Personally, I love my family and I don’t really care for turkey dinners, but this will be the third Thanksgiving since I moved away from my Midwestern home state that I’ll be missing the holiday. And if you’ve got any of the three rationals I use in my no RSVP up your sleeve, you can feel just as confident in choosing to skip your parents’ potatoes, turkey and pie.

If you can’t afford it…

During my first year living in New York City, I was scraping together rent every month. There was no way I could spring for a flight across the country. And my fellow intern and assistant friends were dealing with the same problem.

Holiday travel is expensive, sometimes terrifyingly so when you realize it’s two inflated priced tickets in two months. That can pinch your wallet further than is possible if you’re at the beginning of your career working with an entry-level salary. If your budget is a little tight, it’s okay if you have to opt out. It’s completely valid to choose groceries, rent or even a necessary new pair of boots.

For those eager to see their families but wary of paying exorbitant holiday travel prices, we suggest going home another time of year.

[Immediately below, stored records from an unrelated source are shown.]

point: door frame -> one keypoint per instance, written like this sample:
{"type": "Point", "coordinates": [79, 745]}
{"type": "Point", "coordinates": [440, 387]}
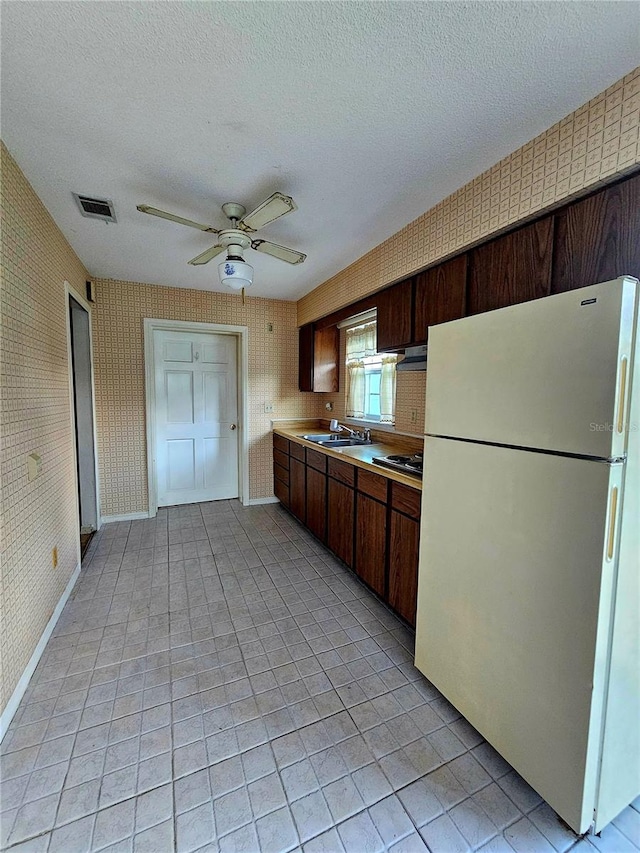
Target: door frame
{"type": "Point", "coordinates": [69, 292]}
{"type": "Point", "coordinates": [241, 334]}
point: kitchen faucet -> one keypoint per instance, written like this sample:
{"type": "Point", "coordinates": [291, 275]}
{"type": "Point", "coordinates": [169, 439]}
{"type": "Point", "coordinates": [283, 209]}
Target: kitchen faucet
{"type": "Point", "coordinates": [363, 435]}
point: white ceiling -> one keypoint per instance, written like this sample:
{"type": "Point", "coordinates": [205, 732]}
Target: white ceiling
{"type": "Point", "coordinates": [367, 113]}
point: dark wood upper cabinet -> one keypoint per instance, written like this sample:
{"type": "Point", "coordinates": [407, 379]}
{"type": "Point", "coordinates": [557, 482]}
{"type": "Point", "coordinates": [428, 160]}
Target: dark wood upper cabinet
{"type": "Point", "coordinates": [395, 317]}
{"type": "Point", "coordinates": [318, 354]}
{"type": "Point", "coordinates": [370, 558]}
{"type": "Point", "coordinates": [440, 296]}
{"type": "Point", "coordinates": [403, 565]}
{"type": "Point", "coordinates": [598, 239]}
{"type": "Point", "coordinates": [340, 519]}
{"type": "Point", "coordinates": [512, 269]}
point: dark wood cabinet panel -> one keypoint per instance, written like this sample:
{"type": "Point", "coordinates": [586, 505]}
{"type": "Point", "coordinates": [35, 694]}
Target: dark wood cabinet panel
{"type": "Point", "coordinates": [281, 490]}
{"type": "Point", "coordinates": [343, 471]}
{"type": "Point", "coordinates": [395, 317]}
{"type": "Point", "coordinates": [403, 565]}
{"type": "Point", "coordinates": [440, 296]}
{"type": "Point", "coordinates": [405, 499]}
{"type": "Point", "coordinates": [317, 460]}
{"type": "Point", "coordinates": [297, 488]}
{"type": "Point", "coordinates": [316, 489]}
{"type": "Point", "coordinates": [512, 269]}
{"type": "Point", "coordinates": [318, 354]}
{"type": "Point", "coordinates": [297, 451]}
{"type": "Point", "coordinates": [280, 458]}
{"type": "Point", "coordinates": [305, 357]}
{"type": "Point", "coordinates": [598, 239]}
{"type": "Point", "coordinates": [281, 444]}
{"type": "Point", "coordinates": [370, 557]}
{"type": "Point", "coordinates": [374, 485]}
{"type": "Point", "coordinates": [340, 519]}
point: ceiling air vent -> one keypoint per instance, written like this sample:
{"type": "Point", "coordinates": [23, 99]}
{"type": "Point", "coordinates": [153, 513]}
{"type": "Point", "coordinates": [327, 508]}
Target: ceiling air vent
{"type": "Point", "coordinates": [96, 208]}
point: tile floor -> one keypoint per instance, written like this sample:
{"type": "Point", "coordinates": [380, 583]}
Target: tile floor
{"type": "Point", "coordinates": [219, 682]}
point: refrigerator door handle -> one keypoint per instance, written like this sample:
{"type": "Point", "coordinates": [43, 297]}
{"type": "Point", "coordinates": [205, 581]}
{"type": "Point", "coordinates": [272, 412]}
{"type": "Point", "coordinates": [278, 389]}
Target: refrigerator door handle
{"type": "Point", "coordinates": [613, 513]}
{"type": "Point", "coordinates": [622, 389]}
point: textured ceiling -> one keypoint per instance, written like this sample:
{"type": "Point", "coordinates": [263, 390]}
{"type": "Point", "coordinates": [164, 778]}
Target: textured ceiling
{"type": "Point", "coordinates": [367, 113]}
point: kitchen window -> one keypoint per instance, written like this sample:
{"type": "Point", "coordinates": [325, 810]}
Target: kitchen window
{"type": "Point", "coordinates": [371, 376]}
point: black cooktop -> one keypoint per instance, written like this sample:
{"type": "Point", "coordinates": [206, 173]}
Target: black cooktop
{"type": "Point", "coordinates": [398, 462]}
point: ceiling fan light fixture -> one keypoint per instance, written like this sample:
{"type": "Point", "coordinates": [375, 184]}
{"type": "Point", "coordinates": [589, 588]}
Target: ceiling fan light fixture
{"type": "Point", "coordinates": [235, 273]}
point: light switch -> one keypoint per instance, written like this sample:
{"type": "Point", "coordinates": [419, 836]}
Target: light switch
{"type": "Point", "coordinates": [34, 465]}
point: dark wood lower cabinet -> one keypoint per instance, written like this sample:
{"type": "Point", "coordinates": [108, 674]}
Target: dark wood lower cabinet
{"type": "Point", "coordinates": [367, 520]}
{"type": "Point", "coordinates": [340, 518]}
{"type": "Point", "coordinates": [371, 542]}
{"type": "Point", "coordinates": [403, 565]}
{"type": "Point", "coordinates": [317, 503]}
{"type": "Point", "coordinates": [297, 489]}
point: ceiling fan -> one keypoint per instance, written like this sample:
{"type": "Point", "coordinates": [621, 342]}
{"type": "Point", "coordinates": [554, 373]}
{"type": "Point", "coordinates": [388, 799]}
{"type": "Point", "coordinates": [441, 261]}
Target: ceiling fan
{"type": "Point", "coordinates": [234, 271]}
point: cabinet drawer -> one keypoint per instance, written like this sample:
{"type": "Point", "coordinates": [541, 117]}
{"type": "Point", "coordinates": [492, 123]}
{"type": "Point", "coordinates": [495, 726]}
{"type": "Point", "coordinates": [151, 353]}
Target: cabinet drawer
{"type": "Point", "coordinates": [280, 458]}
{"type": "Point", "coordinates": [317, 460]}
{"type": "Point", "coordinates": [281, 444]}
{"type": "Point", "coordinates": [342, 471]}
{"type": "Point", "coordinates": [296, 450]}
{"type": "Point", "coordinates": [406, 500]}
{"type": "Point", "coordinates": [281, 473]}
{"type": "Point", "coordinates": [373, 484]}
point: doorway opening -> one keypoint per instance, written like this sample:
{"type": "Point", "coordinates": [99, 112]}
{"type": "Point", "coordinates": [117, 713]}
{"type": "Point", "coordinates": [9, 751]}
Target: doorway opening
{"type": "Point", "coordinates": [83, 419]}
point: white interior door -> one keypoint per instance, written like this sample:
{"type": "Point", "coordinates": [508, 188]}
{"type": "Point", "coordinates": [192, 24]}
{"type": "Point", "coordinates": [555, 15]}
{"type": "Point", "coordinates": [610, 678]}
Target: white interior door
{"type": "Point", "coordinates": [196, 411]}
{"type": "Point", "coordinates": [514, 602]}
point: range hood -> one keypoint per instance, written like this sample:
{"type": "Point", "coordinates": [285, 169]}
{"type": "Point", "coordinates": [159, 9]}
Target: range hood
{"type": "Point", "coordinates": [415, 358]}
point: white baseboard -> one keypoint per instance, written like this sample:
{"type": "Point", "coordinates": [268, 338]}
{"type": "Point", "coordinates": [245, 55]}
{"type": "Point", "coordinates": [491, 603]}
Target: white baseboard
{"type": "Point", "coordinates": [25, 678]}
{"type": "Point", "coordinates": [129, 516]}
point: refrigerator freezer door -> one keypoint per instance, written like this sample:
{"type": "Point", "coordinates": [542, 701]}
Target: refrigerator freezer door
{"type": "Point", "coordinates": [517, 562]}
{"type": "Point", "coordinates": [552, 374]}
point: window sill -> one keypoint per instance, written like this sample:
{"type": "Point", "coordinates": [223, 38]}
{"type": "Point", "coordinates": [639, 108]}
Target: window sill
{"type": "Point", "coordinates": [381, 427]}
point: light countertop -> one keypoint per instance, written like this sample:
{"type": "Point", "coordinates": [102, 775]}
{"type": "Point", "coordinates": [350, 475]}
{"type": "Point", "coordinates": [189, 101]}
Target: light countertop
{"type": "Point", "coordinates": [384, 444]}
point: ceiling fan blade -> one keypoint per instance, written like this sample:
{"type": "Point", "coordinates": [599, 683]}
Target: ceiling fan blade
{"type": "Point", "coordinates": [282, 252]}
{"type": "Point", "coordinates": [205, 257]}
{"type": "Point", "coordinates": [145, 208]}
{"type": "Point", "coordinates": [274, 207]}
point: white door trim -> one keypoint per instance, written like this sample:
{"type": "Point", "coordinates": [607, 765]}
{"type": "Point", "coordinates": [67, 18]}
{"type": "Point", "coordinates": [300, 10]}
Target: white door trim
{"type": "Point", "coordinates": [70, 292]}
{"type": "Point", "coordinates": [241, 333]}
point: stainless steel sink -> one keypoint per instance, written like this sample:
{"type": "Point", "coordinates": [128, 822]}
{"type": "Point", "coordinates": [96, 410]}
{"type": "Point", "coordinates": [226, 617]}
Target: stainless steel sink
{"type": "Point", "coordinates": [335, 440]}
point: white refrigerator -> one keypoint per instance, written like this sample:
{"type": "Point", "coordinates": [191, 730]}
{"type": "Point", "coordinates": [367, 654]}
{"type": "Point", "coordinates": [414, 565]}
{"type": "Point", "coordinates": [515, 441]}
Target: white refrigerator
{"type": "Point", "coordinates": [528, 616]}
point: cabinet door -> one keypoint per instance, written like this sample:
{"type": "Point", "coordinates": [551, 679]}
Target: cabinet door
{"type": "Point", "coordinates": [297, 490]}
{"type": "Point", "coordinates": [305, 357]}
{"type": "Point", "coordinates": [403, 565]}
{"type": "Point", "coordinates": [514, 268]}
{"type": "Point", "coordinates": [340, 518]}
{"type": "Point", "coordinates": [317, 503]}
{"type": "Point", "coordinates": [597, 239]}
{"type": "Point", "coordinates": [371, 542]}
{"type": "Point", "coordinates": [395, 314]}
{"type": "Point", "coordinates": [440, 296]}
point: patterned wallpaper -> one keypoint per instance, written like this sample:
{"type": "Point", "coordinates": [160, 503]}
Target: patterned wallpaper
{"type": "Point", "coordinates": [118, 342]}
{"type": "Point", "coordinates": [594, 144]}
{"type": "Point", "coordinates": [40, 515]}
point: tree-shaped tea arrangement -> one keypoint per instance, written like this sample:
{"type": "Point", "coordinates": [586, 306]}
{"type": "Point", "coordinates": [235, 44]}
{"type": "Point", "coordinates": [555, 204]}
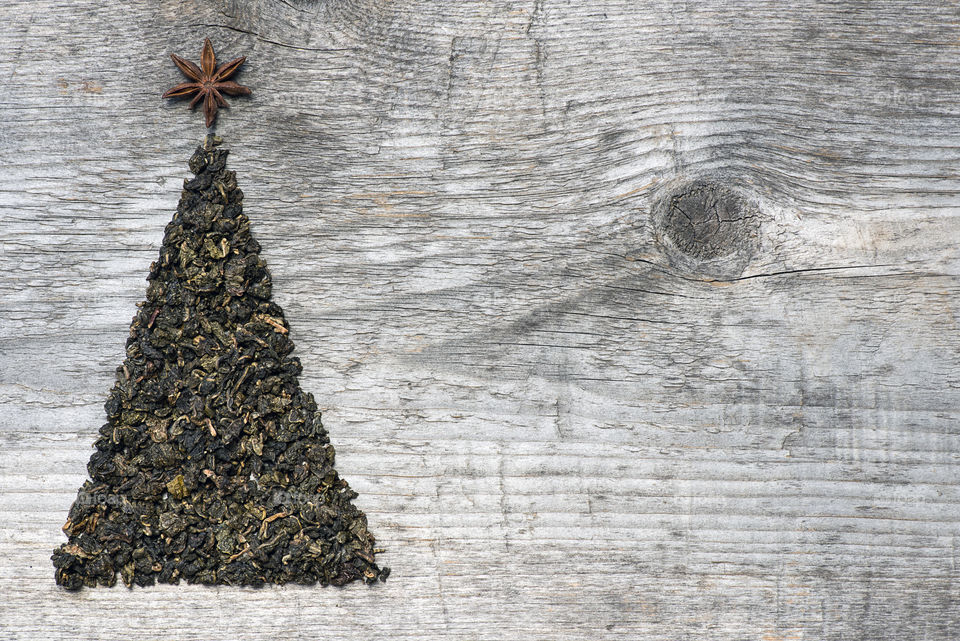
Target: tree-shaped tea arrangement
{"type": "Point", "coordinates": [213, 466]}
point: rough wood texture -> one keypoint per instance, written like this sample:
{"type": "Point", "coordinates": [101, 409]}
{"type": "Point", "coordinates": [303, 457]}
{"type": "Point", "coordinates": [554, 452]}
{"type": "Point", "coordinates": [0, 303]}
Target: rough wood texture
{"type": "Point", "coordinates": [561, 424]}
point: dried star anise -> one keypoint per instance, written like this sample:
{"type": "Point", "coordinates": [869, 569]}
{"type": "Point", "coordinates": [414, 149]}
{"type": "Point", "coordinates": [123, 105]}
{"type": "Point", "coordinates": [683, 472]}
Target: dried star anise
{"type": "Point", "coordinates": [208, 81]}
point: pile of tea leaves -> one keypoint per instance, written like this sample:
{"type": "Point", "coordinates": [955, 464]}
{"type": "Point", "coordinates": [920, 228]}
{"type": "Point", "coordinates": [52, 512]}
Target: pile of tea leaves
{"type": "Point", "coordinates": [213, 466]}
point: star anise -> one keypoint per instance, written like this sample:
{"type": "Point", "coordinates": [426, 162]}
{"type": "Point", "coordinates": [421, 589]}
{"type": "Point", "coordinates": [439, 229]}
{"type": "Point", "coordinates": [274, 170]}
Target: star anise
{"type": "Point", "coordinates": [208, 81]}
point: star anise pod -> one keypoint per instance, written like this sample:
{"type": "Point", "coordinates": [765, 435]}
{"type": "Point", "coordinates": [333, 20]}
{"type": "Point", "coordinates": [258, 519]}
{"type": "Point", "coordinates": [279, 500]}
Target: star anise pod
{"type": "Point", "coordinates": [208, 81]}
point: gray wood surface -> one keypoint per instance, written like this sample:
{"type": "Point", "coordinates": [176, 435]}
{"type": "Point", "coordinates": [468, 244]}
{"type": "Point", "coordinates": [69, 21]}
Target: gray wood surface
{"type": "Point", "coordinates": [561, 425]}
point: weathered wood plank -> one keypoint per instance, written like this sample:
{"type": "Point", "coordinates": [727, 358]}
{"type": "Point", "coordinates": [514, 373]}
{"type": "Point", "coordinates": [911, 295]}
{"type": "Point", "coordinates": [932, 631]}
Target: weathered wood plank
{"type": "Point", "coordinates": [560, 424]}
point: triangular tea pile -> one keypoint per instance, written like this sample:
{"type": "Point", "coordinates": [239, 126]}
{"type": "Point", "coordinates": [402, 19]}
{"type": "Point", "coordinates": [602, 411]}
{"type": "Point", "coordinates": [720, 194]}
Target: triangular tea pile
{"type": "Point", "coordinates": [214, 467]}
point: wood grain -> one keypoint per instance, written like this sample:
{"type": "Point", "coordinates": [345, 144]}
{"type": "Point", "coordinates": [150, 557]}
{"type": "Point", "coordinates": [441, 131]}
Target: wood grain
{"type": "Point", "coordinates": [561, 425]}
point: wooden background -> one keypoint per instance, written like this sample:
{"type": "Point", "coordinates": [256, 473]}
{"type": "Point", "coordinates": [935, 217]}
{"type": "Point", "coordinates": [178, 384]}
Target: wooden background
{"type": "Point", "coordinates": [560, 425]}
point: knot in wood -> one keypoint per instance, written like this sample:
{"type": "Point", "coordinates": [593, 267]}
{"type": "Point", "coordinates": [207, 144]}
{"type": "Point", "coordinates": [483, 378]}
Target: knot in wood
{"type": "Point", "coordinates": [708, 221]}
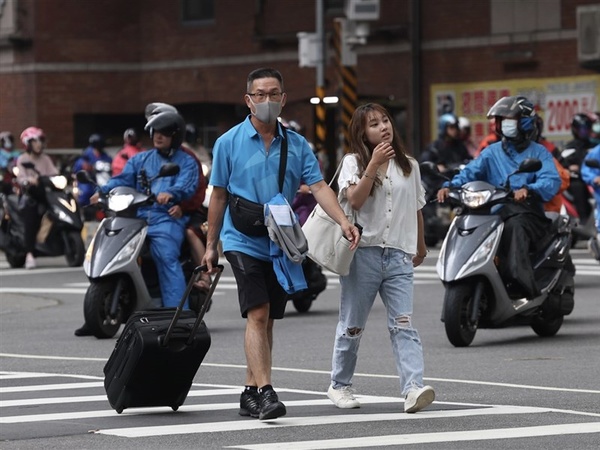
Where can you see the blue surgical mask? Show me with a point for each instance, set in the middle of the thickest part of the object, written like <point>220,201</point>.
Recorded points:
<point>267,112</point>
<point>509,128</point>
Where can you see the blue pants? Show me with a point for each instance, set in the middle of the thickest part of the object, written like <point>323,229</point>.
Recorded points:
<point>389,273</point>
<point>165,244</point>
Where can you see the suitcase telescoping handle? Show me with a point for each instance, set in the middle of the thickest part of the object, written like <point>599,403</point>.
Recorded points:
<point>194,278</point>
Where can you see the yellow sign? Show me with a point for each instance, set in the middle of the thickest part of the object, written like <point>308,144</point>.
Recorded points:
<point>556,99</point>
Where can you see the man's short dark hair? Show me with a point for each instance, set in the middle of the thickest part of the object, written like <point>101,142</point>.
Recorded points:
<point>263,72</point>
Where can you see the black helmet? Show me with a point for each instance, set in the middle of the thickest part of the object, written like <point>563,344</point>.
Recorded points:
<point>168,123</point>
<point>130,136</point>
<point>581,126</point>
<point>97,141</point>
<point>7,140</point>
<point>158,107</point>
<point>519,108</point>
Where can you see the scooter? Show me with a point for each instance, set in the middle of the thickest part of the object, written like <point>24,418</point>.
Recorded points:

If your family is really set on it, you could even bake a pumpkin pie in March when travel deals are a little kinder on your wallet.

not going home for thanksgiving

Libby Ryan

If you want to use those vacation days…

In July, I found the perfect flight deal — $500 roundtrip to Thailand. The only catch? The flight leaves the Saturday before Thanksgiving. So I called my family and told them that I’d bring them some souvenirs from Bangkok for Christmas but I’d miss this year’s Turkey Day.

Let’s be real: Vacation days are at a premium. So the Thursday and Friday around Thanksgiving (and sometimes an extra half day on Wednesday) are prime real estate for a trip over the long weekend. We get it if you want to venture out into the world for those five days. Bonus points if you get the fam to come along for the ride!

If you’ve made your own traditions…

The word “Friendsgiving” seems to have percolated up through the Twitterverse and other spheres of the internet around 2007, right when the first millennials were hitting their mid-twenties. And we, as a generation, have adopted the idea of eating turkey, potatoes and pie with our friends — our chosen family. Once Pinterest came around, we were sold on the idea of DIYing our own Thanksgivings in small apartments, sometimes without an actual dinner table.

No matter if you adore your family’s inside jokes or if you’re trying your hardest to avoid your racist, sexist Uncle Arnold’s commentary over sweet potatoes, it’s alright if you want to spend Thanksgiving with your friends instead. And for those of you who celebrate Friendsgiving the weekend before with the squad and find yourself riding solo on the third Thursday in November, make yourself a nice turkey, brie and apple grilled cheese, pour yourself a glass of spiked cider and queue up a nice binge-watch on Netflix.